Adoption of A.I. will be a wasted capital expense if you haven’t deeply considered the questions above. If your end state requires new technology that an existing solution already employs, use that! You’ll gain obvious time and resource savings by applying your core competency to more important problems. It may be that the end state only requires a few changes upstream to have effects downstream. Recall the earlier commerce example: Companies can surface style suggestions using machine intelligence. Then a human takes care of the rest to close the sale. In this regard, A.I. reduces the search space of millions down to five to 10 choices. This both provides a time savings and human touch for the consumer.

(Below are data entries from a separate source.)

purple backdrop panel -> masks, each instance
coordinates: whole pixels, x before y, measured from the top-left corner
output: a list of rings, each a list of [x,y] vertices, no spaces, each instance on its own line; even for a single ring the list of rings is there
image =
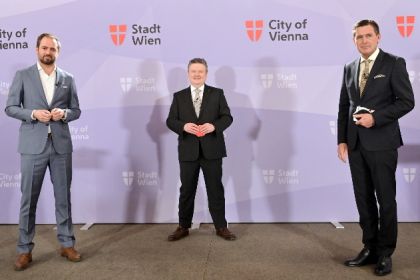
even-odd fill
[[[6,2],[0,107],[16,70],[36,62],[40,33],[60,37],[58,65],[76,79],[76,223],[177,222],[177,136],[165,121],[172,94],[188,86],[192,57],[207,59],[208,84],[224,89],[234,117],[223,161],[229,222],[358,220],[349,166],[336,155],[343,66],[358,56],[354,22],[378,21],[381,48],[406,59],[416,96],[420,90],[416,1]],[[400,221],[420,221],[419,119],[415,108],[400,121]],[[0,223],[18,222],[18,130],[19,121],[0,114]],[[53,201],[47,175],[38,223],[55,223]],[[211,222],[202,178],[194,221]]]

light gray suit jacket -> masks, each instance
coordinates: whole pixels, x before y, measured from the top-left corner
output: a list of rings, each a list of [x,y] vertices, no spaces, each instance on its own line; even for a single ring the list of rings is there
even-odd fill
[[[33,110],[53,108],[66,110],[66,119],[50,121],[48,124],[33,120]],[[73,146],[68,122],[80,117],[79,100],[73,76],[57,67],[54,97],[48,105],[42,87],[37,65],[16,72],[9,90],[6,114],[22,121],[19,130],[18,152],[21,154],[40,154],[48,138],[51,127],[52,142],[59,154],[71,153]]]

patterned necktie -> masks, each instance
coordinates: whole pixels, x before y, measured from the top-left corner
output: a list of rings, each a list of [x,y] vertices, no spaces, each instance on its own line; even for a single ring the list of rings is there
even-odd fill
[[[366,82],[369,78],[369,63],[371,61],[372,61],[371,59],[366,59],[365,61],[362,62],[365,65],[365,67],[363,69],[362,77],[360,78],[360,97],[363,96]]]
[[[196,88],[194,90],[194,100],[193,100],[193,104],[194,104],[194,110],[195,110],[195,114],[198,116],[200,115],[200,108],[201,108],[201,98],[200,98],[200,92],[201,90],[199,88]]]

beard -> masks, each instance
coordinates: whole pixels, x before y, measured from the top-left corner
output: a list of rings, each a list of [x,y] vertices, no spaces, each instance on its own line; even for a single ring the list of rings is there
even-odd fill
[[[44,55],[39,61],[45,65],[52,65],[55,62],[55,58],[51,55]]]

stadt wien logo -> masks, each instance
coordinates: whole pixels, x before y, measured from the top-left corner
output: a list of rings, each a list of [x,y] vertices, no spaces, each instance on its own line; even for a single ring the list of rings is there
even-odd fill
[[[397,28],[403,38],[411,36],[415,21],[415,16],[397,16]]]
[[[126,33],[127,33],[126,24],[109,25],[109,34],[111,35],[112,42],[116,46],[121,46],[124,43]]]
[[[130,27],[130,31],[128,30]],[[131,44],[132,46],[158,46],[162,44],[160,37],[162,26],[152,24],[110,24],[108,26],[111,40],[115,46]],[[128,37],[128,38],[127,38]],[[127,42],[128,43],[125,43]]]

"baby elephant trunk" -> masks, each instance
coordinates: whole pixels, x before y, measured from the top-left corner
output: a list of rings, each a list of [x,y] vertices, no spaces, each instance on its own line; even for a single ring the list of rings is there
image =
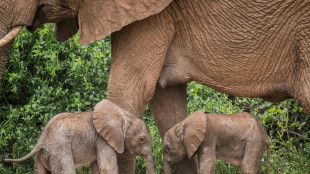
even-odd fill
[[[165,155],[164,155],[163,168],[164,168],[164,174],[170,174],[170,164],[169,161],[165,158]]]
[[[147,153],[145,155],[145,162],[146,162],[146,170],[148,174],[155,174],[154,171],[154,160],[153,160],[153,154]]]

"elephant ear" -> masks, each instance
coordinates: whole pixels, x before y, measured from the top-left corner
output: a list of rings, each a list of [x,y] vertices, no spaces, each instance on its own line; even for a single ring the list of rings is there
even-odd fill
[[[104,39],[122,27],[159,13],[172,0],[84,0],[78,12],[80,43]]]
[[[176,134],[181,138],[189,159],[205,139],[205,133],[206,116],[202,111],[194,112],[177,126]]]
[[[124,152],[125,132],[130,119],[109,100],[99,102],[93,111],[93,123],[96,131],[117,153]]]
[[[77,18],[66,18],[56,23],[55,38],[60,41],[66,41],[78,31]]]

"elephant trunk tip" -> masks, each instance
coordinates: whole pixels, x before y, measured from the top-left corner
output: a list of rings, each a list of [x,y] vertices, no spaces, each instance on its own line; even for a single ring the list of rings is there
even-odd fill
[[[146,161],[146,169],[148,174],[155,174],[154,170],[154,160],[152,154],[144,155]]]
[[[164,174],[170,174],[170,166],[171,166],[171,161],[168,161],[168,160],[164,157],[164,164],[163,164]]]

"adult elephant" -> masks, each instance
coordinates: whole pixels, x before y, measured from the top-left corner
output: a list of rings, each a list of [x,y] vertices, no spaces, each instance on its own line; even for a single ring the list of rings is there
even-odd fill
[[[108,98],[137,115],[149,104],[161,136],[186,117],[192,80],[234,96],[294,98],[310,112],[309,0],[1,0],[0,16],[0,37],[47,22],[60,41],[78,29],[82,44],[112,33]],[[119,161],[121,173],[133,171],[132,157]],[[193,161],[173,168],[196,173]]]

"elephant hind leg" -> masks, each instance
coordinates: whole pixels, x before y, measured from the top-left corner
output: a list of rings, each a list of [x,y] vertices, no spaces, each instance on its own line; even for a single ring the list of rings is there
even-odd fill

A.I. adoption should be like other technologies that came before it: considered within a business context. When cloud computing first emerged, few companies could leap in because their platforms were too complex. This made it costly to move to the cloud without spending enormous amounts of capital. This initial investment can pay off, but only when executed carefully and always with the customer in mind. For example, banks are still hesitant to move to the cloud because legacy systems run on Cobol and backups are still made on tapes. Customers expect banks to have their accounts accurately tabulated, and any small error can cause major problems. It is no surprise, then, that banks have opted to adopt A.I. in niche areas of their businesses. First, they will experiment with A.I. to learn about the technology and its benefit to their customers. Businesses should balance a conservative strategy with high-pressure market forces.
The A.I. Spring has boom and bust potential. Deep learning will usher in a new period of technological experimentation. But businesses will adopt A.I. without a direct internal or external business benefit. This will lead to unnecessary costs and a loss in market position. A.I. technology will continue to mature and augment human capability in many ways. So, there is no substitute for considered strategy analysis that could lead to better execution without needing to apply A.I. In order for companies to properly embrace A.I., they should consider the end user benefit above all else.